Google hasn’t published a definitive guide, but third-party research consistently shows the same content signals: direct answer sentences at the top of each section, standalone definition sentences for key terms, properly attributed statistics, FAQ sections with question-phrased headings, and strong E-E-A-T signals across your domain. Implementing FAQ schema markup also helps.

How do I get my content indexed by ChatGPT and Perplexity?

ChatGPT’s browsing mode and Perplexity use web crawlers with specific user-agents. Ensure your robots.txt file doesn’t block GPTBot (OpenAI’s crawler) or PerplexityBot. Both crawlers need to be able to access your content. Beyond that, the same content quality signals that help with Google apply: clear structure, factual writing, and sourced claims.

What is AEO?

AEO stands for Answer Engine Optimisation. It’s the practice of formatting content to win Google’s direct answer features: featured snippets, AI Overviews, People Also Ask boxes, and voice search answers. AEO focuses specifically on Google’s SERP features, while GEO extends to third-party AI systems. In practice, they use very similar content techniques.

Does keyword density still matter?

Not as a raw number. What matters is natural keyword usage that reflects what users actually search. Stuffing a keyword ten times into a page no longer helps ranking and can hurt it. Write for the question behind the keyword, not the keyword itself. Semantic relevance, which means covering related concepts and subtopics, matters more than keyword frequency.

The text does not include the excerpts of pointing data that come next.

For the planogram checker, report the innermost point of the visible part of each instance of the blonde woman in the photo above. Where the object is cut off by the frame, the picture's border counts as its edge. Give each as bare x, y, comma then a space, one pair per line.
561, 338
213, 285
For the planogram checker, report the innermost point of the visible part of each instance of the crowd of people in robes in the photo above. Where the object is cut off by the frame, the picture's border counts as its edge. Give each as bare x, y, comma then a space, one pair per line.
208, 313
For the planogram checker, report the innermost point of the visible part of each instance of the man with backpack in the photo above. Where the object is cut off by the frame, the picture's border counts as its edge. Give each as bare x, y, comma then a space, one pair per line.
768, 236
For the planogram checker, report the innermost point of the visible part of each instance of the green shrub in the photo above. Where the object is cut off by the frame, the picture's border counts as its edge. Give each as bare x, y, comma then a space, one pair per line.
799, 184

What is llms.txt and do I need it?

llms.txt is an emerging standard for telling AI models what content on your site you want them to read and index. It sits in the root of your domain, like robots.txt. As of 2025, it’s not universally adopted by AI crawlers, but setting it up is low-effort and signals that you’re optimising for AI discoverability. Some AI systems built on models by Anthropic and others check for it during crawling.

How do I measure SEO if clicks are falling?

Measure a wider set of signals: branded search volume (via Google Search Console), impressions alongside clicks, direct AI citation monitoring on Perplexity and ChatGPT, and brand mention tracking through tools like Brand24 or Mention. Falling clicks with stable or rising impressions may mean AI Overviews are surfacing your content, which still builds brand awareness. Track both.

Conclusion

The fundamentals of SEO haven’t disappeared. Domain authority, keyword research, clean site architecture – these still matter. But they’re no longer sufficient.

The search engine you rank on has changed its job description. Google used to deliver users to answers. Now it is the answer, for a growing majority of queries. And the new AI engines like Perplexity and ChatGPT have never been in the business of sending traffic. They’ve always been about answering.

If you’re still writing content optimised purely for a keyword ranking and a click, you’re playing a game that’s getting harder and paying less. The shift to writing for AI citations, writing direct answer blocks, writing standalone definitions, writing with sourced statistics, isn’t a trend to watch. It’s a practice to build now, while most of your competitors haven’t caught on.

The best time to start was when AI Overviews launched. The second best time is now.